First, metastasectomy for RCC was done by Barney in 1939 in a patient with a solitary metastatic lesion in the lung who died 23 years later of cardiac disease [18]. The decision to perform metastasectomy is usually made according to various prognostic criteria: the site and number of metastases, the completeness of resection of the primary tumour, the performance status and the disease-free interval from treatment of the primary tumour to the diagnosis of metastatic disease [19]. Although improved survival after metastasectomy is still debatable, surgical intervention can provide palliation for symptomatic metastatic disease [20].
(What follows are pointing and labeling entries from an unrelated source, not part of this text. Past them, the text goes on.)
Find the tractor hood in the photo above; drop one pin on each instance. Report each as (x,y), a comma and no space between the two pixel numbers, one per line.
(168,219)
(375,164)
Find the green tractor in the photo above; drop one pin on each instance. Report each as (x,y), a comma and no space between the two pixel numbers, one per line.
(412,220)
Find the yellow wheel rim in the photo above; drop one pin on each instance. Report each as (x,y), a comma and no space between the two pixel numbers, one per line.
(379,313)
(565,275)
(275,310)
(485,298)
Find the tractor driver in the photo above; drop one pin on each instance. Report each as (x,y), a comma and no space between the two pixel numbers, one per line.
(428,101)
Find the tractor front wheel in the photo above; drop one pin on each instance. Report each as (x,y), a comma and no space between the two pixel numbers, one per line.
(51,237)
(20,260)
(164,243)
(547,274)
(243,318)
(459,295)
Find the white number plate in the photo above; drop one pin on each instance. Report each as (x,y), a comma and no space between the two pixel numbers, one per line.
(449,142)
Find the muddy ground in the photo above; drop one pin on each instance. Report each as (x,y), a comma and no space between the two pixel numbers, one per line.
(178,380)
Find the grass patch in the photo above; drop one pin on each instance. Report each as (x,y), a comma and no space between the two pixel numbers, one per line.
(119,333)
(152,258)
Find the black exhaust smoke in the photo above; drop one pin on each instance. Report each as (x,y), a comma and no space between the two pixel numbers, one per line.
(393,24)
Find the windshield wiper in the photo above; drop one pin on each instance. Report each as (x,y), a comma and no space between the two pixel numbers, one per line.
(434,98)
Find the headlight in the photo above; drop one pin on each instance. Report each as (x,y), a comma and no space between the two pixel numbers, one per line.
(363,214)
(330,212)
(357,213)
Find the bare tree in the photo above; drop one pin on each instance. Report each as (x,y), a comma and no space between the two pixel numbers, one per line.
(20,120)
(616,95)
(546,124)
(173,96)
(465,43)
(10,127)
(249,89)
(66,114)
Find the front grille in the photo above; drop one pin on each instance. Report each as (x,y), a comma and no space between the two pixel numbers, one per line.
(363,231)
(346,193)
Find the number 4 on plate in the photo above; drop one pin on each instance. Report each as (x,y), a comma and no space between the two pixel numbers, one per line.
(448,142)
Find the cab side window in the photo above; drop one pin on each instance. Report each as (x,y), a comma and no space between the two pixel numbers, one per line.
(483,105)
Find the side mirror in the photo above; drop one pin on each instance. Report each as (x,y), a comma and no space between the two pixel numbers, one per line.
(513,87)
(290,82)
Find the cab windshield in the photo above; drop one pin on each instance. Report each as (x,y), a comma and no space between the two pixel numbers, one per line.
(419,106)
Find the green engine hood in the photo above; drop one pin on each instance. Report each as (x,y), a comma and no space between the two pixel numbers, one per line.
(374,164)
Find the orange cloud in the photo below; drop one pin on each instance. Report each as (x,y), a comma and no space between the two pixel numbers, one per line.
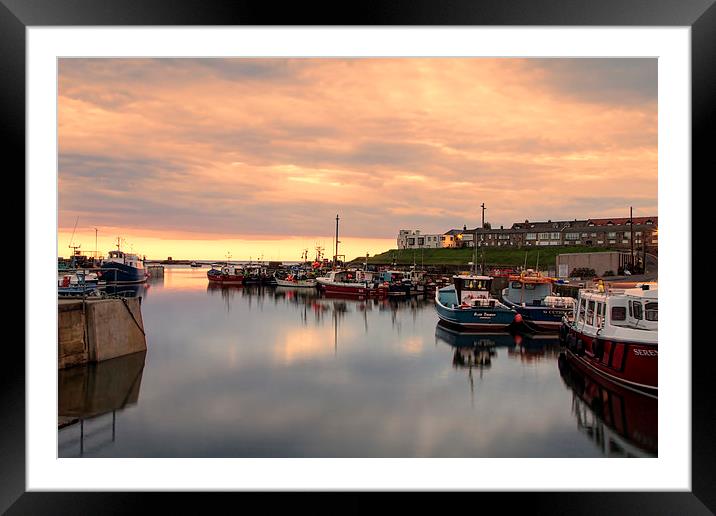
(271,149)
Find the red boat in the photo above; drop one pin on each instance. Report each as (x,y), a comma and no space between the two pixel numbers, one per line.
(226,275)
(620,420)
(358,284)
(615,334)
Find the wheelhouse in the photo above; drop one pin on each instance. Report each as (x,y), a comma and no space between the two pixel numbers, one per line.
(635,309)
(471,287)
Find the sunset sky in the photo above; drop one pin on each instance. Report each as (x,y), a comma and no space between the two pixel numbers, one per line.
(194,158)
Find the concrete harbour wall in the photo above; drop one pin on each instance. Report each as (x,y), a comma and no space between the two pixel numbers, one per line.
(98,330)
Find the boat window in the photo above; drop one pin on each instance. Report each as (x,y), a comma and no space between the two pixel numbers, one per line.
(637,310)
(618,313)
(472,284)
(600,313)
(582,308)
(651,311)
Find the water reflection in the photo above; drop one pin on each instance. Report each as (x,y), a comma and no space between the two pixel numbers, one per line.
(535,348)
(87,392)
(263,371)
(620,421)
(131,290)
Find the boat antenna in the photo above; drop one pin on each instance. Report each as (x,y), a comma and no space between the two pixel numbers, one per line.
(72,240)
(335,258)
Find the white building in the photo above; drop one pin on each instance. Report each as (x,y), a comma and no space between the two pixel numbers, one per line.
(414,239)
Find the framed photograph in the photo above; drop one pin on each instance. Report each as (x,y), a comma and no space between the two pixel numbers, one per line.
(417,250)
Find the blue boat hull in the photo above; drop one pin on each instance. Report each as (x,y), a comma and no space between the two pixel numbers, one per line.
(539,317)
(476,318)
(121,273)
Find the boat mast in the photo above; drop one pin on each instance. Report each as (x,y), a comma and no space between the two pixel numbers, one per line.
(335,257)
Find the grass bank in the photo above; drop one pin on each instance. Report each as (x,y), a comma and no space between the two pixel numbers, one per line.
(492,256)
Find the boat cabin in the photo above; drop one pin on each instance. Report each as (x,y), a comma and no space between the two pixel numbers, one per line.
(634,308)
(470,288)
(392,276)
(125,258)
(528,291)
(350,276)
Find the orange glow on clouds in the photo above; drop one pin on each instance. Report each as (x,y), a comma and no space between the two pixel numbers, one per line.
(193,157)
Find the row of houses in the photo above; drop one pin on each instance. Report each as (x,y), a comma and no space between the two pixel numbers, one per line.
(613,233)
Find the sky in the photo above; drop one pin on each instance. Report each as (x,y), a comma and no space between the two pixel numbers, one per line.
(197,158)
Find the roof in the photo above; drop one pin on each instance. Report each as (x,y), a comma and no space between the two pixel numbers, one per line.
(549,225)
(619,221)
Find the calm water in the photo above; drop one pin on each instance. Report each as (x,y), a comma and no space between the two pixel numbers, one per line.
(273,372)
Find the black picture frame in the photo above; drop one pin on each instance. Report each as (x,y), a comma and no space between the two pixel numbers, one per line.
(699,15)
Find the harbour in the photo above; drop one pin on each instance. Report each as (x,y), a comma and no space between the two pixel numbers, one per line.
(375,377)
(394,257)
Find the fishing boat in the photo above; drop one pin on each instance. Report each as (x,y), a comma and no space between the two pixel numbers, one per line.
(79,283)
(255,274)
(614,333)
(225,274)
(352,283)
(396,282)
(467,303)
(297,279)
(531,295)
(120,267)
(621,421)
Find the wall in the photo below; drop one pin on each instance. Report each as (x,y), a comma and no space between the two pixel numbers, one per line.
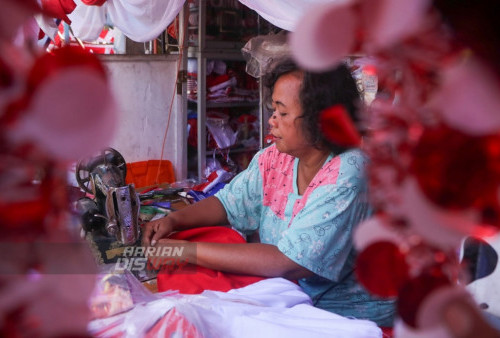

Endoscopic resection of the bladder metastatic lesion will confirm the diagnosis and may be considered adequate as the primary treatment in cases of drop metastases. Others with deeper lesions would require more extensive surgical treatment including partial or total cystectomy if the metastases are confined to the bladder. Since most of these patients are likely to have systemic metastases, they are given systemic therapy with interleukin-2 or tyrosine kinase inhibitors. The 3-year survival rate of patients with a solitary metastasis is around 80 % [20]. However, about 50 % of patients with multiple metastases have a life expectancy less than 1 year after diagnosis.